In Logan we find a broken man, he isn’t just old but decrepit, diseased, and tired. From the very first shot we know that Logan is going to be a different kind of Marvel film than we are used to. Logan is a much more streamlined and controlled glimpse into the Marvel universe, where most films need big set pieces or dramatic plot twists to make their film engaging, Logan achieves it with nothing more than pure character development.
Logan is more a meditation on the heart of humans, and where we as a species are ultimately going than a superhero film. In fact it’s not a superhero film at all. A western? Yes. A drama about a people who are hunted by their past? Yes. A war film? Yes. A hero movie? Yes. But there is nothing super about the broken soul that is thrown in front of us for the duration of Logan.
I do have a handful of problems with Logan, but none of them overshadowed my enjoyment for the feature. Logan has far too many interesting ideas, breathe taking sequences and bold character choices to let something as trivial as too much bad language stop it.

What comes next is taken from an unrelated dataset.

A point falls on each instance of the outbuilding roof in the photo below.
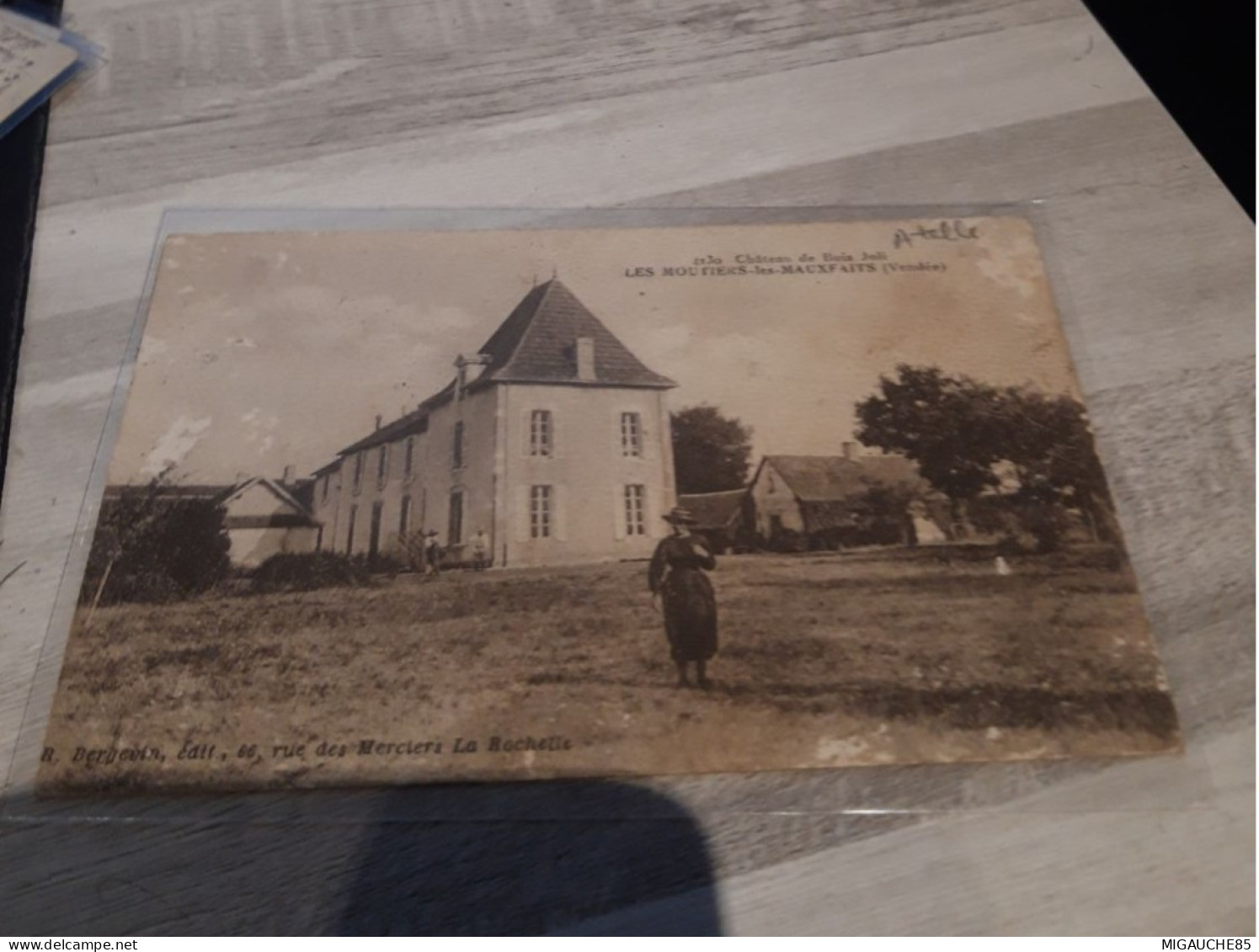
(837, 478)
(712, 509)
(536, 343)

I know that Logan will lose a lot of the audience, at times it feels drawn out, overplayed and without justification, but it’s a perfect counterpart of the western films that it so obviously has taken inspiration from. Remember the last film was called The Wolverine, which was a movie about the animal and how he chooses to be the monster that he so frequently despises. This is called Logan because it’s about how even a monster can still choose to be a man.
It would be an understatement to say that Hugh Jackman portrays Logan well. He embodies everything that Logan is. He is Logan, while we have hope that someone like James MCavoy can take over the reigns of Professor X, no one can replace Hugh Jackman.

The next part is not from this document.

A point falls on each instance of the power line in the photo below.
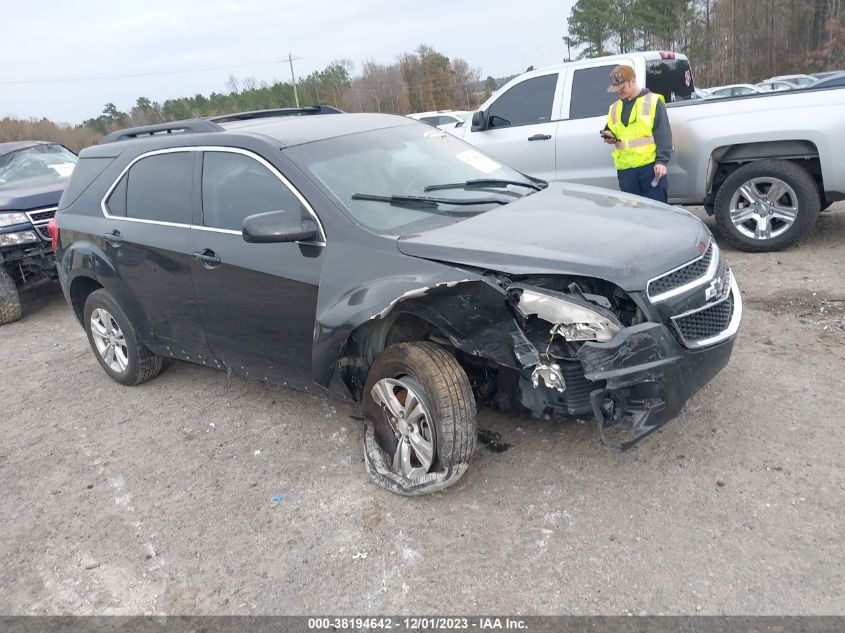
(141, 74)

Meanwhile, Patrick Stewart brings all the power and intelligence that a classical thespian actor would to his role, pairing him against Richard E. Grant is a stroke of genius. Stephen Merchant supports well as a desperate mutant trying not to die or betray his friends and Boyd Holbrook is calm in his approach to being a unmerciful bounty hunter. However it is Dafne Keen who really steals the show.
We are shown in Logan something we have all secretly desired to see often in superhero pictures. We see what happens when the whole world goes to hell, and how people survive after it.
Logan is a far more mature Marvel film than we have ever seen before, in Logan Fox rolled the dice and it pays off.